The script running on Profile.html triggers the computer to make multiple requests to the page using different HTTP request “verbs” – not only the typical GET request, but also HEAD, OPTIONS, and PROPFIND. It’s this last HTTP request type that’s of interest not only because it’s unusual, but because the purpose of that request type is for XML documents to request web-based resources – exactly what the exploit does.

At the end of this process, the script triggers Word to run the Windows Script Host, pointing it at the .rar file. The script invokes PowerShell, which (eventually) downloads the Formbook payload. Noticeably, while the other HTTP requests in this process all have User-Agent strings, the final request that delivers the malware executable does not. Notably, the User-Agents that do get used during these requests make no sense: Some of the requests pretend to be from an Internet Explorer 7 browser running on a version of Windows 8 that’s five years past its best by date, and others appear to use the User-Agent string of Microsoft Office Existence Discovery (which, we are reasonably certain, is not a service for existentialist philosophers such as Jean-Paul Sartre or Albert Camus).

As for the malware payload itself, Formbook is an extremely noisy customer. The malware communicated with more than 50 servers over the course of about 18 hours, generating a huge number of web requests that were also distinctive in that the bot connected to a URL with the string /zxsc/ in the URI path on each server, and without a User-Agent in the request header. It made many HTTP connections per minute following this pattern, which would be extremely obvious to anyone monitoring the network for unusually high volumes of anomalous activity. But many don’t.

Formbook is a very noisy malware over the network, making many requests per minute

Patching quickly when exploits strike

Unusually, this modified exploit disappeared after only a day in use. Perhaps the threat actors didn’t achieve the result they wanted, or maybe they just found something better or easier.

One thing that we noticed in the course of this investigation is that WinRAR’s ability to function with these modified rar archive files was limited to recent editions of the program.
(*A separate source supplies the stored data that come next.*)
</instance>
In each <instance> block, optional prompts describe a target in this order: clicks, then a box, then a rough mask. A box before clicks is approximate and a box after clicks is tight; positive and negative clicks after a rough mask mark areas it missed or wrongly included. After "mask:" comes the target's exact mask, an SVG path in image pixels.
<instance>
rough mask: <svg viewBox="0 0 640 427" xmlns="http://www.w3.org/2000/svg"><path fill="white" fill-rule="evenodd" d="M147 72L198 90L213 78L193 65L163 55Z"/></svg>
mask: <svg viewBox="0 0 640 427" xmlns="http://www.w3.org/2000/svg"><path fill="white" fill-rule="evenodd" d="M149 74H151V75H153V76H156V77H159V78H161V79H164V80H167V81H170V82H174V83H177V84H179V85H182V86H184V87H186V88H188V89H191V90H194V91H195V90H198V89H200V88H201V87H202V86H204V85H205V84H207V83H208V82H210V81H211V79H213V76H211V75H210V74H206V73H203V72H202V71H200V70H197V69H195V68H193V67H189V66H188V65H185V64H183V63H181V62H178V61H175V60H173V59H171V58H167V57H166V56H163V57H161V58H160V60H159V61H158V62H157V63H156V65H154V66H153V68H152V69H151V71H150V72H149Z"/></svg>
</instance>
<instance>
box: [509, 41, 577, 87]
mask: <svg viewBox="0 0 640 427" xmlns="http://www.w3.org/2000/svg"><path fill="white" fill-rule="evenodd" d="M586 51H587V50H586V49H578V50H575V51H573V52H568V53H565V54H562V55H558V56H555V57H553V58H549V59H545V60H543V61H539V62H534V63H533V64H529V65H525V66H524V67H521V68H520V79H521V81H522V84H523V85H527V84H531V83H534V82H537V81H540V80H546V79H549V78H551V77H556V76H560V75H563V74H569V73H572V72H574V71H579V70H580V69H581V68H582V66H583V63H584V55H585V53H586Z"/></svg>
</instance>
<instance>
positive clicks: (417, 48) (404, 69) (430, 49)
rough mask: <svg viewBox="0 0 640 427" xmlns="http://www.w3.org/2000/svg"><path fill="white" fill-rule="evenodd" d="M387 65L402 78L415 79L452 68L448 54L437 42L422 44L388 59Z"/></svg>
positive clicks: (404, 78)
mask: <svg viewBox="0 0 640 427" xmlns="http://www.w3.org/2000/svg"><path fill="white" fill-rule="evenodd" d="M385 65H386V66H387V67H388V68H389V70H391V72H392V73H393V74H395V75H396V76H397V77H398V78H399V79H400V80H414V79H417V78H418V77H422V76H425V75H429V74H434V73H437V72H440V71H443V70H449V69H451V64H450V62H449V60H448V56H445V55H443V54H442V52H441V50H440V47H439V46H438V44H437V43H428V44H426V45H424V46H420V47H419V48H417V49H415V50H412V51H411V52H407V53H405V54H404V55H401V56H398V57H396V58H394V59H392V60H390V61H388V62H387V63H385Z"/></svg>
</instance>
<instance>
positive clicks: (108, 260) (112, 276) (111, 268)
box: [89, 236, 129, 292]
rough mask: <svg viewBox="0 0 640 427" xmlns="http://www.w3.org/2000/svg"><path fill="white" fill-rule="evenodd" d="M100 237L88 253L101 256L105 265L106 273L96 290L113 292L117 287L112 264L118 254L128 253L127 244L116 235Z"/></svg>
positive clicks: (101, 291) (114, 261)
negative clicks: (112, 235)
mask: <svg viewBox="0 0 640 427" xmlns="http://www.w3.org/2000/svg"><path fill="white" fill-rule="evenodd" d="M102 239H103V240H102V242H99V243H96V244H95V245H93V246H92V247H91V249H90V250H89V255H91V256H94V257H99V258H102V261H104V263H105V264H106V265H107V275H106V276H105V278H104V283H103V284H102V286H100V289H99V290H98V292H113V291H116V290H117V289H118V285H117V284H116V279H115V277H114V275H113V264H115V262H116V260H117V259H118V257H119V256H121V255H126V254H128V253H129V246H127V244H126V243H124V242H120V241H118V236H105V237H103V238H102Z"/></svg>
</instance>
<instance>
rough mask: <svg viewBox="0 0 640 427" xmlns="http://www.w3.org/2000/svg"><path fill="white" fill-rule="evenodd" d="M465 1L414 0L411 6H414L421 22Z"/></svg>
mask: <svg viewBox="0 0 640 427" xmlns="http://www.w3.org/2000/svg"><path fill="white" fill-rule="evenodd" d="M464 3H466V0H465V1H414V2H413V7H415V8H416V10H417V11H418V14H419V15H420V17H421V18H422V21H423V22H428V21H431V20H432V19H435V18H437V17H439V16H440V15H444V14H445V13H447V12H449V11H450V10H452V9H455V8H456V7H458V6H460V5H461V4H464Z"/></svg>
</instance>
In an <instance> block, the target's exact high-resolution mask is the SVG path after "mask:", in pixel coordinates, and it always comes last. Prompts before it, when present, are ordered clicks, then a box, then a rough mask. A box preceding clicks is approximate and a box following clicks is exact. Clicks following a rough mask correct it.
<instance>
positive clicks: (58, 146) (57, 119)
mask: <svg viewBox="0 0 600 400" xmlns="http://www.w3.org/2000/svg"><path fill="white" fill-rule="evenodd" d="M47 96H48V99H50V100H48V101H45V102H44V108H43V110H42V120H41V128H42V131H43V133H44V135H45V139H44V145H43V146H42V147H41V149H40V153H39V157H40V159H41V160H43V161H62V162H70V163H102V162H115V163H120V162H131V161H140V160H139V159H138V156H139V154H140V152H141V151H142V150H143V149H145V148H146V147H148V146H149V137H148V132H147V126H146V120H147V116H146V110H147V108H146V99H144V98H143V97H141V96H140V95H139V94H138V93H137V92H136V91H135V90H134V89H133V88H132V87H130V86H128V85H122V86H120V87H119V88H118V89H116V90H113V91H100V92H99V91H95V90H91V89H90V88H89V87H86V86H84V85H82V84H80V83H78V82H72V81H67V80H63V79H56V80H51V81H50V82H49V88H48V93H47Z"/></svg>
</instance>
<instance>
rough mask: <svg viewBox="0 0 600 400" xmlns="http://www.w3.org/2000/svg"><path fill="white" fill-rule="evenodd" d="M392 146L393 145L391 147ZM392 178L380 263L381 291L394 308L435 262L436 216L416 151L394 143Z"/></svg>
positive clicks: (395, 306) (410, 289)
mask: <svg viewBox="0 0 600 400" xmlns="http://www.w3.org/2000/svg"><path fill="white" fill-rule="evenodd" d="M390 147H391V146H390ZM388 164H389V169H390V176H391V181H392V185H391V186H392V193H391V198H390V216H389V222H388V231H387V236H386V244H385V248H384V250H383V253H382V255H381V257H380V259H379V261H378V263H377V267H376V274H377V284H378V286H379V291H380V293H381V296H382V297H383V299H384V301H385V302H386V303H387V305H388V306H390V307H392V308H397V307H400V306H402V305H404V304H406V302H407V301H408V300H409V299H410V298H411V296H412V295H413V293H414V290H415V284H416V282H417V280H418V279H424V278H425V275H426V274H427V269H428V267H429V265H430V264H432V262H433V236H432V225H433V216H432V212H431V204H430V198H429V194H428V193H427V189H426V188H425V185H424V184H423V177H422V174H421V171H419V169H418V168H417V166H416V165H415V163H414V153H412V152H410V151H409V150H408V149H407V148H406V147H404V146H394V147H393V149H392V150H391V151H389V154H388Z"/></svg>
When we originally tested this on a testbed machine, the version of WinRAR installed on it (3.61) could not open the archive, throwing an error that indicated it was (correctly) not in its proper form.

When we installed the newest available build of WinRAR (6.10 beta 3), it was able to successfully open and extract the maldoc from the archive file.

So, unexpectedly, in this case, users of the much older, outdated version of WinRAR would have been better protected than users of the latest release.

While that’s clearly unusual behavior, we wouldn’t recommend that you downgrade to an unsupported version of an archiver utility just because it broke this edge-case attack. Our conventional advice still applies here: When Microsoft publishes warnings about exploits being used “in the wild,” this is what they mean. Someone, or some group of people, were already using this exploit in a spam campaign as soon as they discovered the technique and could turn it into an operational campaign.

But patching alone cannot prevent all vulnerabilities, in every case. Enabling all the restrictions that would prevent a user from accidentally triggering a maldoc helps somewhat, but people can (and frequently are) fooled into clicking that “Enable content” button. Learning that doing this is, generally, a bad idea isn’t hard, but it needs to be reinforced, even though in this case, it might not matter. Training yourself to be reflexively suspicious of emailed documents, especially when they arrive in unusual or unfamiliar compressed file formats from people or companies you don’t know, sounds like a simple thing but it takes practice to recognize when something’s amiss. Learn to trust your instincts and check with the sender (or a knowlegeable person in the IT team) if you run into something like this – preferably before opening it.

Detection guidance

Sophos endpoint products will detect the weaponized document files that contain the CABless -40444 exploit as Troj/DocDL-AEOL; Sophos endpoint products generically detect Formbook malware based on longstanding static analysis rules. We’ve published indicators relating to samples investigated in this report on the SophosLabs Github page.